30.そして、女神は嘲笑う
「――あら、仕留め損ねたのね。意外だわ、出来るだけのスペックは与えていたのに」
漆黒の刃がアリスを捉えそこねたのを見て、その女性は小さく声を漏らした。
2つの世界のどちら側でもない、外側。
安全地帯で絶世の美女といっても過言ではないソレは、頬杖を付きながら魔王の行動を観測する。
手元には酒坏と果実。
それを軽く口にしながら、まるで娯楽でも眺めているかのように女性は身体を横たわらせて。
「まあ良いわ、問題はないでしょうし。あの子には世界の半分のリソースを与えてるんだもの」
そして、そんな言葉を口にしながら逃げ惑う魔族達を眺め、女性は――女神は笑った。
エルトリス達が奮戦し、避難させた魔族は無論全魔族という訳ではない。
バルバロイの住まう山岳地帯、そしてアルケミラの配下達――その近隣に居た魔族だけが避難出来ただけで、多くの魔族は未だ彼の地に残されている。
――それを、魔王はゆっくりと歩きながら漆黒の刃を振るって刈り取っていく。
それは、文字通りの収穫だった。
実った稲穂を鎌で刈り取るがごとく、只管に作業的で、無慈悲。
魔王自身はときおり申し訳なさげにはするものの、それで振るわれる刃が鈍る訳ではない。
家族を守ろうとした父を、切り払う。
妹を助けようとした兄を、一振りで掻き消した。
息子たちを守ろうとした老夫婦は、息子たちごと掻き消えた。
老若男女、一切の別け隔てなく。
無慈悲に振るわれた刃はその尽くを刈り取り、絶命させていく。
「そうそう、頑張ってちょうだいね魔王クン。貴方の役割は終末装置なんだから」
ケラケラと笑いながら、女神は心底楽しげにその美貌を醜悪に歪めた。
全てが自らの手のひらの上。
その上で走って、転んで、足掻く命達の何と滑稽なことか。
だが、同時に女神はその滑稽な存在達を愛しても居た。
もっともそれは親愛や友愛と言ったものでは断じて無く――
「くふっ♥ふふふ……っ、頑張れ、頑張れ♥頑張って育って頂戴ね、虫ケラ達?」
――さながら、観葉植物にでも向けるようなもの。
女神は魔王をいう劇薬を世界に投げ込み、生命が藻掻き苦しむその様を心から楽しんでいたのだ。
嘗ては人々を救うために奮戦した少年を嘲るように、魔王に仕立て上げ。
嘗ては暴虐を尽くし争いのためだけに生きた魔王を、無力な少女の身に貶し。
他の神の目を盗んで“作物”を盗み取れば、それに過剰な力を与え自らの世界に植え付け。
時に、それを傀儡として弄ぶ。
全ては一つの目的の為。
女神は一頻り笑えば、果実を一摘みしてその口に放り込んだ。
「……に、しても」
その表情から笑みが消えれば、シャク、シャク、と果実を噛み砕きつつ、女神は目を細める。
先程までの愉快げな様子は無く、どこか不機嫌とさえ取れるような表情を浮かべながら、女神は視点を魔王から別のところへ向けた。

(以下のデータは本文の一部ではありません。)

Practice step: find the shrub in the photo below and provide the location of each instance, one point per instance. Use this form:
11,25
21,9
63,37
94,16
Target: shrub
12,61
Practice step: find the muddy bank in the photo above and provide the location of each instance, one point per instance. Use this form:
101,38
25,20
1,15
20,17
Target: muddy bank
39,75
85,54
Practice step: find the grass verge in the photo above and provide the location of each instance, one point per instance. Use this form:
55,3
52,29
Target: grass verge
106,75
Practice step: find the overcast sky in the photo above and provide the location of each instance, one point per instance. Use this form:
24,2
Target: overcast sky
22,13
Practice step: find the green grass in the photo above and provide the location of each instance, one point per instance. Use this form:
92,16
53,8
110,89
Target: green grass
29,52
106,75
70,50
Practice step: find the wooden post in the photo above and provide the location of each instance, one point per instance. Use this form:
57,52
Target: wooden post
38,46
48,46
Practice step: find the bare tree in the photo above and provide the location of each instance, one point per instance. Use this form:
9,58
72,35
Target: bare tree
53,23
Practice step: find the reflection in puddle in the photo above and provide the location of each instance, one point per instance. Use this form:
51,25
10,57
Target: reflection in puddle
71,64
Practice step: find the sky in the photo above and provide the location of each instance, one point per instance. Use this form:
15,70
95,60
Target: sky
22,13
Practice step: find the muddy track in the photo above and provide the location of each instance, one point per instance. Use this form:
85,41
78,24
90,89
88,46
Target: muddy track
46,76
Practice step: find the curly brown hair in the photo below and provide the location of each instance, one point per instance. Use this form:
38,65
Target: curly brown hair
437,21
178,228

「コイツは、一体何なのかしら――もっと無様に転げ回って、泣き叫んで、惨めに生きていくのを期待していたのに」
その視線の先に居るのは、アリスに抱えられてぐったりとしている一人の少女。
世界の半分とさえ言える魔王の攻撃を一度は防ぎ、二度目も意識を刈り取られたとは言えど耐えてみせたイレギュラー。

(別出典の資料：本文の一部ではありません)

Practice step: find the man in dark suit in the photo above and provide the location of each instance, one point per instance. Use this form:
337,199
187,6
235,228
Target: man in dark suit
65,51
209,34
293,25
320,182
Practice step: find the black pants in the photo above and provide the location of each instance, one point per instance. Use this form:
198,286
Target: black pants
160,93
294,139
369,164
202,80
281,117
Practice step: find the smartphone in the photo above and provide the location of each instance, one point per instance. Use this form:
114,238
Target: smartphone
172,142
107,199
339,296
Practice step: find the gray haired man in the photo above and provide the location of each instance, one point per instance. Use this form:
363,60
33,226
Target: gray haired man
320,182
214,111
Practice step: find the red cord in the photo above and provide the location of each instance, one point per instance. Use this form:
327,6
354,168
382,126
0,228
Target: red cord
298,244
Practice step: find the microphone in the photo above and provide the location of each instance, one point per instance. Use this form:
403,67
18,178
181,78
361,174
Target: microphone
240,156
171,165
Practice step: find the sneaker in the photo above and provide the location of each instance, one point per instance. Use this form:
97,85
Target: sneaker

かつては異常成長したせいで収穫にさえ苦労したソレは、ただただ無力な存在へと成り下がった筈なのに――
「……まあ、別にどうでもいいけれど。明らかに以前よりは大幅に弱っているもの、魔王クンに勝てる見込みも無いし」
女神はそう口にすると、小さく欠伸をしながらごろん、とうつ伏せに寝転がる。
頬杖を付きながら、視点を再び魔王に戻せば魔王は“収穫”の真っ最中。
彼女はソレをケラケラと、ゲラゲラと醜悪に笑いながら愉しんで――
――そうして、魔族の住まう世界に残っていた魔族達の殆どは死に絶えた。
残ったのは更地のようになった世界と、ぽつんと一人残された魔王だけ。